When I was about 9 or 10 I saw a new Ford that had a one-piece, green glass, see-through roof. I was really surprised that anybody kept making cars after that, because that was about as modern as anyone could get.
A geezer like me is old enough to remember all that stuff. There were lots of aftermarket skirts available...including chrome, cruiser and bubble skirts. The cruisers would go all the way back to the extended bumber of the continental kit. The steering wheel spinners were called 'necker's *****'. Speaking of *****, if you had three on the floor you had to have a real piston or 8-ball mounted on it. Flame-shaped ***** were cool for the dash controls...'49 Fords looked great with them. Don't forget dummy-spots and port-a-walls! Without those curb-feelers you'd tear up your wide-whites or port-a-walls, and nothing looked worse. In the 50's, guys with money would have a 45 rpm record player mounted on the hump. In the 60's, you had to have a Vibe-Ro-Sonic...I still have mine, and will put it in my '65 Cutlass when I finish it. Don't forget 'blue-dots' or the very rare 'yellow-dots' for the tail lights. Got blue-dots on my Cutlass. They even sold 'jeweled' flattened exhaust tips! I can go on and on, but I'll give someone else a chance.
I always said 'supper'...still do.
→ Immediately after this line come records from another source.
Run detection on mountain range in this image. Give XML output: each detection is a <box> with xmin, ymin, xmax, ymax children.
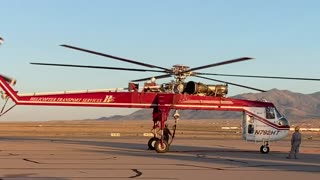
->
<box><xmin>98</xmin><ymin>89</ymin><xmax>320</xmax><ymax>120</ymax></box>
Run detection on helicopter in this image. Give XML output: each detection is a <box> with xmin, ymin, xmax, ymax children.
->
<box><xmin>0</xmin><ymin>45</ymin><xmax>320</xmax><ymax>153</ymax></box>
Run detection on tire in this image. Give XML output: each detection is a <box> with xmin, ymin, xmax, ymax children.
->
<box><xmin>260</xmin><ymin>145</ymin><xmax>270</xmax><ymax>154</ymax></box>
<box><xmin>154</xmin><ymin>139</ymin><xmax>169</xmax><ymax>153</ymax></box>
<box><xmin>148</xmin><ymin>137</ymin><xmax>159</xmax><ymax>150</ymax></box>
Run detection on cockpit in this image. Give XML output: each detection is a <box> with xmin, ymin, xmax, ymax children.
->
<box><xmin>266</xmin><ymin>107</ymin><xmax>289</xmax><ymax>126</ymax></box>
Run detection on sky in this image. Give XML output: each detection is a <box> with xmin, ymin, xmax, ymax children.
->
<box><xmin>0</xmin><ymin>0</ymin><xmax>320</xmax><ymax>121</ymax></box>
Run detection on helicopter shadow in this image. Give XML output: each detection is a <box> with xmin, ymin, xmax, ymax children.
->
<box><xmin>2</xmin><ymin>137</ymin><xmax>320</xmax><ymax>173</ymax></box>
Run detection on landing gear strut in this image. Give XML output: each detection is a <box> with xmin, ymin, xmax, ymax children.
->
<box><xmin>260</xmin><ymin>141</ymin><xmax>270</xmax><ymax>154</ymax></box>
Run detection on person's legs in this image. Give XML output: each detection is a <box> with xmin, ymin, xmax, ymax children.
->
<box><xmin>294</xmin><ymin>145</ymin><xmax>299</xmax><ymax>159</ymax></box>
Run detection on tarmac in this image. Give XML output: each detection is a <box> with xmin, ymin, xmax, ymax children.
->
<box><xmin>0</xmin><ymin>137</ymin><xmax>320</xmax><ymax>180</ymax></box>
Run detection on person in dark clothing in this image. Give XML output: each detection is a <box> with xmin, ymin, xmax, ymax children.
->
<box><xmin>287</xmin><ymin>126</ymin><xmax>301</xmax><ymax>159</ymax></box>
<box><xmin>163</xmin><ymin>124</ymin><xmax>172</xmax><ymax>143</ymax></box>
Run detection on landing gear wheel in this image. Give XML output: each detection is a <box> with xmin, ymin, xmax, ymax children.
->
<box><xmin>260</xmin><ymin>145</ymin><xmax>270</xmax><ymax>154</ymax></box>
<box><xmin>148</xmin><ymin>137</ymin><xmax>159</xmax><ymax>150</ymax></box>
<box><xmin>154</xmin><ymin>139</ymin><xmax>169</xmax><ymax>153</ymax></box>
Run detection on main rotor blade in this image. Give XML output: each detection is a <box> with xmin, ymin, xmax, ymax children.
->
<box><xmin>30</xmin><ymin>62</ymin><xmax>165</xmax><ymax>72</ymax></box>
<box><xmin>131</xmin><ymin>74</ymin><xmax>171</xmax><ymax>82</ymax></box>
<box><xmin>61</xmin><ymin>44</ymin><xmax>171</xmax><ymax>71</ymax></box>
<box><xmin>186</xmin><ymin>57</ymin><xmax>253</xmax><ymax>72</ymax></box>
<box><xmin>196</xmin><ymin>73</ymin><xmax>320</xmax><ymax>81</ymax></box>
<box><xmin>195</xmin><ymin>75</ymin><xmax>266</xmax><ymax>92</ymax></box>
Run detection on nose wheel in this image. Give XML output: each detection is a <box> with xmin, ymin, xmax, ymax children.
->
<box><xmin>260</xmin><ymin>142</ymin><xmax>270</xmax><ymax>154</ymax></box>
<box><xmin>148</xmin><ymin>137</ymin><xmax>159</xmax><ymax>150</ymax></box>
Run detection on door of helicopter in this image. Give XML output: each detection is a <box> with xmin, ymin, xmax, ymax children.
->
<box><xmin>242</xmin><ymin>112</ymin><xmax>255</xmax><ymax>140</ymax></box>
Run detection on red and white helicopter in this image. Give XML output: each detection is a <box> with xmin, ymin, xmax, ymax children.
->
<box><xmin>0</xmin><ymin>45</ymin><xmax>320</xmax><ymax>153</ymax></box>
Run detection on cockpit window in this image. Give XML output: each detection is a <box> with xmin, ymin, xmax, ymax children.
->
<box><xmin>275</xmin><ymin>109</ymin><xmax>283</xmax><ymax>118</ymax></box>
<box><xmin>279</xmin><ymin>117</ymin><xmax>289</xmax><ymax>126</ymax></box>
<box><xmin>266</xmin><ymin>107</ymin><xmax>275</xmax><ymax>119</ymax></box>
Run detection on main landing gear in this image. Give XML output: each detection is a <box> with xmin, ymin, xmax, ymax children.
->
<box><xmin>260</xmin><ymin>141</ymin><xmax>270</xmax><ymax>154</ymax></box>
<box><xmin>148</xmin><ymin>110</ymin><xmax>180</xmax><ymax>153</ymax></box>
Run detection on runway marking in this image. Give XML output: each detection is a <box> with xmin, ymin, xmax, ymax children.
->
<box><xmin>23</xmin><ymin>158</ymin><xmax>41</xmax><ymax>164</ymax></box>
<box><xmin>129</xmin><ymin>169</ymin><xmax>142</xmax><ymax>178</ymax></box>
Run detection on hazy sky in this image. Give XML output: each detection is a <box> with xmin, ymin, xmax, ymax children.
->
<box><xmin>0</xmin><ymin>0</ymin><xmax>320</xmax><ymax>121</ymax></box>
I use the term 'couch' instead of 'sofa' or 'devan'. I don't think anybody uses 'devan' anymore.
Ahhh, the good old days.
I'm only 30, but was brought up using 90% of those terms... My dad was a greaser back in the day (just turned 64 this year), so I was taught all about cars and the words...lol. I would like to thank my father for making me a modern-day greaser. Gotta luv the e-brake.
The term "Fender skirts" always conjures up the feelling for "hideously ugly" to me.
I do lament some of the things you bring up though, and I try to teach my kids that dinner is served at noon, but not with much success.
The words "Standard transmission" are going the way of the foot-feed too.
we used to call those wheel spinners "suicide *****", but suicide ***** and doors are gone now.
What about push-button transmissions, and fox tails on the antenna? West coast mirrors?
Black and white television must be a real phenonmena for people who didn't grow up with one
Anyone remember the teletype and carbon paper? Computers that used thousands of those 3x5 punched cards?
and a couple of my pet beefs. purely Canadian. No one calls them Chesterfields anymore. Too much American television, and now they are "sofas" And thanks to Sesame street,it took me ten years to re-teach my kids that the last letter of the alphabet in every English speaking country except the US is ZED, not ZEE
Then try and explain ZZTop or La-Z-Boy. But Zee-28 just don't sound right, no how.
Last edited by Ringo Fonebone; Oct 5, 2004 at 11:16 AM.